We describe the gluten T-cell response of a DR7DQ2/DR9DQ9 heterozygous celiac disease patient (CD555). Interestingly, this patient had T cells recognizing gluten in the context of human leukocyte antigen (HLA) molecules of both haplotypes. For the DR9DQ9 haplotype, DQ9 was identified as the antigen-presenting molecule. As DQ9 carries aspartate at DQ ß57 but is otherwise identical to DQ8 and not considered associated with celiac disease, we aimed to characterize this DQ9-restricted T-cell response in detail. By fractionation of pepsin-trypsin digested gliadin we identified an epitope stimulatory for several T-cell clones. This epitope was identical to an epitope (DQ8-glut-1) previously identified in DQ8 patients. In CD555, this was the dominant DQ9-restricted epitope, whereas no T-cell response was found toward two other DQ8-restricted epitopes. These findings correlated with peptide binding data demonstrating that this epitope bound better to DQ9 than the two other DQ8-restricted epitopes. Although glutamine to glutamate exchange at P9 improved binding of all three epitopes to DQ8, no such effect was observed for DQ9. The differential ability of DQ8 and DQ9 to harness a negatively charged anchor at P9 may result in fewer potential gluten epitopes in DQ9 patients. Our data further indicate that DQ9 is a susceptibility factor for celiac disease.

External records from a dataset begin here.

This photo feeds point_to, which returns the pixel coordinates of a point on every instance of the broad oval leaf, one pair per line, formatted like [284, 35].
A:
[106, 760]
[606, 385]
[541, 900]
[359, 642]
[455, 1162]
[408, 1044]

T-cell response to gluten in patients with HLA-DQ2.2 reveals requirement of peptide-MHC stability in celiac disease.

BACKGROUND & AIMS: Celiac disease is a diet-induced, T cell-mediated enteropathy. The HLA variant DQ2.5 increases risk of the disease, and the homologous DQ2.2 confers a lower level of risk. As many as 5% of patients with celiac disease carry DQ2.2 without any other risk alleles. Epitopes commonly recognized by T cells of patients with HLA-DQ2.5 bind stably to DQ2.5 but unstably to DQ2.2. We investigated the response to gluten in patients with HLA-DQ2.2. METHODS: We generated intestinal T-cell lines and clones from 7 patients with HLA-DQ2.2 (but not DQ2.5) and characterized the responses of the cells to gluten. The epitope off-rate was evaluated by gel filtration and T cell-based assays. Peptide binding to DQ2.2 was studied with peptide substitutes and DQ2 mutants. RESULTS: Patients with DQ2.2 and no other risk alleles had gluten-reactive T cells that did not respond to the common DQ2.5-restricted T-cell epitopes. Instead, many of the T cells responded to a distinct epitope that was not recognized by those from patients with HLA-DQ2.5. This immunodominant epitope bound stably to DQ2.2. A serine residue at P3 was required for the stable binding. The effect of this residue related to a polymorphism at DQα22 that was previously shown to determine stable binding of peptides to DQ2.5. CONCLUSIONS: High levels of kinetic stability of peptide-major histocompatibility complexes are required to generate T-cell responses to gluten in celiac disease; the lower risk from DQ2.2 relates to constraints imposed on gluten peptides to stably bind this HLA molecule. These observations increase our understanding of the role of the major histocompatibility complex in determining T-cell responses in patients with celiac disease and are important for peptide-based vaccination strategies.